Monday, June 2, 2008

Their Ruby Red Slippers

By Craig Wilson, USA TODAY

Her name is Alemteshay, Amharic for “light of the world.” She’s 3, although her exact birth date isn’t known, because both her parents are dead. Casualties of AIDS.
I met her this month poolside at the Hilton hotel in Addis Ababa, Ethiopia. Alemteshay is HIV-positive and deaf, and she has survived tuberculosis. But nothing seems to slow her down. She was fearless, jumping into the pool as if she knew how to swim. She does not. If nothing else, she’s a testament to the human spirit.
She was waiting to head home with her American mom. Back in Colorado were her new father and five siblings, two of them Ethiopians who had made a similar journey.
Like them, Alemteshay had been in an orphanage.

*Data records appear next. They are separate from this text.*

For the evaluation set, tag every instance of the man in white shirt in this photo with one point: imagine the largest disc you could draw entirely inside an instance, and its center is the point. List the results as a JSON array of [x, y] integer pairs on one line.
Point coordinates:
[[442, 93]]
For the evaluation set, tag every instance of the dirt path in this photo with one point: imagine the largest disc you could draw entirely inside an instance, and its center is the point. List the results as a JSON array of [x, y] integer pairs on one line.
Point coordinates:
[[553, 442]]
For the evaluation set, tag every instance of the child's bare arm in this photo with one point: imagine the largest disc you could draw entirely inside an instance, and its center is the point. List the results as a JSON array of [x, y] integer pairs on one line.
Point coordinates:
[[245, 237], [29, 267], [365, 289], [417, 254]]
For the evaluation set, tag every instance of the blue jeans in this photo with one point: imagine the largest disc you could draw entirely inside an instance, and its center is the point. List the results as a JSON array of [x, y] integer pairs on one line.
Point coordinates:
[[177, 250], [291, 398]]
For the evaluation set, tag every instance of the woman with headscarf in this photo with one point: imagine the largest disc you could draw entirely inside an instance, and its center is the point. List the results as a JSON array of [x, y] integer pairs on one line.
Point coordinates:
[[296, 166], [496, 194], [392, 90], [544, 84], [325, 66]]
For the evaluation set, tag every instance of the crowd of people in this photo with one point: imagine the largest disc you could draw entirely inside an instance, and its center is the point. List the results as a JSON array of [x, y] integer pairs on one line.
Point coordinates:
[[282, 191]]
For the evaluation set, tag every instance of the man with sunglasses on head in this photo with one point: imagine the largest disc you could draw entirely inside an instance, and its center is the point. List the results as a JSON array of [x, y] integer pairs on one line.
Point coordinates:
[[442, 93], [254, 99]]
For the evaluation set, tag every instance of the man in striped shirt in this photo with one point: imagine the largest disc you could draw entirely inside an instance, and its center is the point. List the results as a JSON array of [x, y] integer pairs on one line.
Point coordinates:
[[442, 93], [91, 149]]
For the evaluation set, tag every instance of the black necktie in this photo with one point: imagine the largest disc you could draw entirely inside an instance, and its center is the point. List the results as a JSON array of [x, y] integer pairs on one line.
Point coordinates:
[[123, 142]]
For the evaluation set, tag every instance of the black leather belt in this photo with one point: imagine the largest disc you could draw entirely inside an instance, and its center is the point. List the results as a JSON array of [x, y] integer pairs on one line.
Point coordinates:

She made the transition from her spartan surroundings to the Hilton pool, however, with little problem. Her new pink sneakers — the kind that flicker and blink when she danced — also helped to make the trip easier. To her, they were as magical as Dorothy’s ruby slippers.
When I arrived in Addis Ababa to volunteer with an organization that helps orphans, Alemteshay had been at the hotel more than two weeks, delayed by bureaucratic problems with her visa. Not that she didn’t make the best of a bad situation. She became the Ethiopian version of Eloise at The Plaza.
By the time she finally left, she knew everyone from the bellmen to the front-desk clerk to the waitresses at breakfast. A charmer with a killer smile. And she was not alone.
Every night, another wave of Ethiopian children would come through the hotel’s lobby, carried by their new parents. I couldn’t help but wonder what they were thinking. The kids, not the parents. I knew what the parents were thinking. You could see the joy on their faces.
Angelina Jolie had a similar look when she picked up her Ethiopian daughter, Zahara. Madonna has the same glow whenever photographed with her Malawian son, David, whose adoption was finalized Wednesday.
But news that some countries are making adoption by foreigners more difficult — Guatemala and Vietnam are two — made me wonder whether Ethiopia, which has about 5 million orphans, eventually will clamp down, too. Corruption and baby-selling are concerns in all adoption circles.
At first, even I asked myself whether these children should be taken from their native land, but almost every Ethiopian I spoke with was philosophical about the situation, especially considering the alternative. I had to agree.
An 8-year-old Ethiopian girl sat across the aisle from me on the flight home. Her parents also had died from AIDS complications, but like Alemteshay, she carries on with boundless enthusiasm and the help of yet another wide smile. She was heading to a new home in San Francisco with a lesbian couple. Over the 15-hour flight to the USA, she took turns falling asleep against each.
I couldn’t help but wonder what she, too, was thinking, but somehow I suspect she and Alemteshay will be just fine.
They seem to travel with their own ruby slippers.